Un triunfo con marcada polarización interna
En la contienda final, Takaichi, de 64 años, logró 185 votos frente a los 156 obtenidos por Koizumi, de 44, quien aspiraba a convertirse en el líder más joven del Japón en la era de posguerra. Ella fue la única mujer entre los cinco aspirantes y se consolidó como la favorita entre las bases del partido, mientras que Koizumi contó con un respaldo mayoritario entre los legisladores afiliados al PLD.
En la primera ronda, ambos candidatos, junto con el portavoz del Gobierno, Yoshimasa Hayashi, se perfilaban como los principales contendientes, con Takaichi liderando desde el inicio.
Camino a la confirmación parlamentaria
Estas elecciones internas se llevaron a cabo antes de lo previsto tras la renuncia del primer ministro saliente, Shigeru Ishiba, motivada por los pobres resultados electorales registrados durante su gobierno de poco más de un año, período en el que la coalición gobernante perdió la mayoría en el Parlamento.

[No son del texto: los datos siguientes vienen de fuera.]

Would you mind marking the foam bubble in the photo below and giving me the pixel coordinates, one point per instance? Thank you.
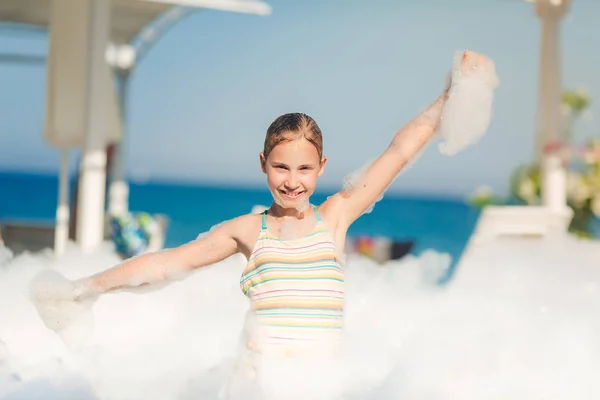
(468, 111)
(519, 320)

Ahora, Takaichi deberá ser confirmada como primera ministra en una sesión extraordinaria del Legislativo, prevista para mediados de este mes. Dado que la oposición no ha logrado consensuar una alternativa unificada, se espera que su ratificación no encuentre obstáculos significativos.
«Se abre una nueva era para el PLD y para Japón»
Así expresó Takaichi minutos después de conocer su triunfo, consolidándose como la figura más representativa del ala conservadora del partido.
Continuidad y desafíos internacionales
Durante una rueda de prensa posterior, la líder electa indicó que la alianza con Komeito continuará siendo el eje del próximo Ejecutivo, aunque evitó pronunciarse sobre posibles acuerdos con otros partidos, señalando que «también depende de sus planes o intenciones».
Reconocida como heredera ideológica del expremier Shinzo Abe, cuyas posturas revisionistas sobre el pasado militar de Japón marcaron una era, Takaichi ha sido criticada en repetidas ocasiones por sus visitas al controvertido santuario Yasukuni, un acto que ha provocado tensiones diplomáticas con China y Corea del Sur.
Su liderazgo en el PLD tendrá una duración hasta septiembre de 2027, coincidiendo con el término del mandato original de Ishiba. De asumir formalmente la jefatura del Gobierno, enfrentará un escenario complejo: deberá gestionar un Ejecutivo en minoría, negociar leyes y presupuestos con partidos opositores, y al mismo tiempo proyectar a Japón con mayor influencia en el escenario global.